I see that I’m damn near legendary now; and since I died long ago, that’s safe for all concerned.
The other day, with calendars showing January 2002, a radio was having its usual effect — until suddenly my eyelids popped open. A young fella named Ken Burns was talking about me. I listened attentively in case I might, at last, learn the meaning of my glorious and wretched life.
Weighing me on literary scales, his thumb was heavy on the glory side. I will not object, though I might quibble a tad.
On the program (NPR’s "Morning Edition"), filmmaker Burns brought me into the present. "Of all the historical characters that I’ve tried to size up over the last 25 years," he said, "Twain is the only person that I think you could drop down into today and within about 15 minutes everybody would want him. He’d be on your show. He’d be on all the cable channels."
Well, that depends. The man’s own film briefly describes what happened when I wrote an extended attack on King Leopold’s murderous plunder in the Congo: "No American publisher dared print it."
The impression gnaws at me that not so much has changed.
The film displays a photo of native people with their hands hacked off for not satisfying Leopold’s rubber-trade henchmen in the Congo, rendered "Belgian" by massive greed and even more enormous cruelty. Now, a hundred years after Belgium’s entrepreneurial forces were inflicting the first genocide of the 20th century, let us consider more recent events a bit farther south on the same continent, where Angola became the amputee capital of the world.

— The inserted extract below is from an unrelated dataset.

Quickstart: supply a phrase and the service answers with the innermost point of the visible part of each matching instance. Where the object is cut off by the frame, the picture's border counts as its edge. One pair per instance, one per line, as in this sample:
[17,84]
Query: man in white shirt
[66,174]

Many Angolans are missing limbs due to land mines funded by American taxpayers as President Ronald Reagan lauded guerrilla "freedom fighters." With the US government bearing major responsibility for the carnage, the war continued into the next decade. During an 18-month period ending in March 1994, half a million people died in Angola. I wonder, how likely is it that I’d be invited "on all the cable channels" to pointedly discuss such matters?
In Southeast Asia, across the countryside of Laos, at least 18 million cluster bombs — left behind by the US military — remain dormant. They’re apt to explode when jostled. "Bombies," they’re called. Too trivial for the noble humanitarians in Washington to go back and remove.
Since the early 1970s, cluster bombs have taken 12,000 civilian lives in Laos, where they continue to kill or maim 500 people every year. Forty-three percent of the victims are children.
In Afghanistan, where several thousand civilians died outright from US bombing last fall, American planes dropped quite a few cluster bombs. President George W. Bush, an avid moralizer, is not perturbed that some of those explosives will cripple or kill children and other Afghans in the months and years ahead.
Forgive me. The previous paragraphs fall into the category of "political diatribes" — a phrase used by the narration of Burns’ film to refer to certain proclivities in my later years.
As I watched "Mark Twain" (on PBS in mid-January), my entire life flashed before my eyes. By the end of the film, if I hadn’t already been dead, I’d have been provided with much incentive.
Granted, I was not as whitewashed as Aunt Polly’s fence. The movie included this statement that I made: "I am an anti-imperialist. I am opposed to having the eagle put its talons on any other land."
However, the audience of 21st century modernists would not have been unduly injured to hear words from my pen like these: "Who are the oppressors? The few: The capitalist and a handful of other overseers and superintendents. Who are the oppressed? The many: The nations of the earth; the valuable personages; the workers; they that make the bread that the soft-handed and idle eat."
This is not an outlook often seen on television. Instead, scarcely varying, news stories repeat themselves endlessly. They cause me to recall a tale I heard many times on stagecoaches along the Overland trail, a yarn (recounted in "Roughing It") about Horace Greeley and his ride from Carson City to Placerville.
Observing one news reciter after another on cable channels, I want to cry out as I did once long ago: "Proceed at your peril. You see in me the melancholy wreck of a once stalwart and magnificent manhood. What has brought me to this? That thing which you are about to tell. Gradually but surely, that tiresome old anecdote has sapped my strength, undermined my constitution, withered my life. Pity my helplessness. Spare me only just this once, and tell me about young George Washington and his little hatchet for a change."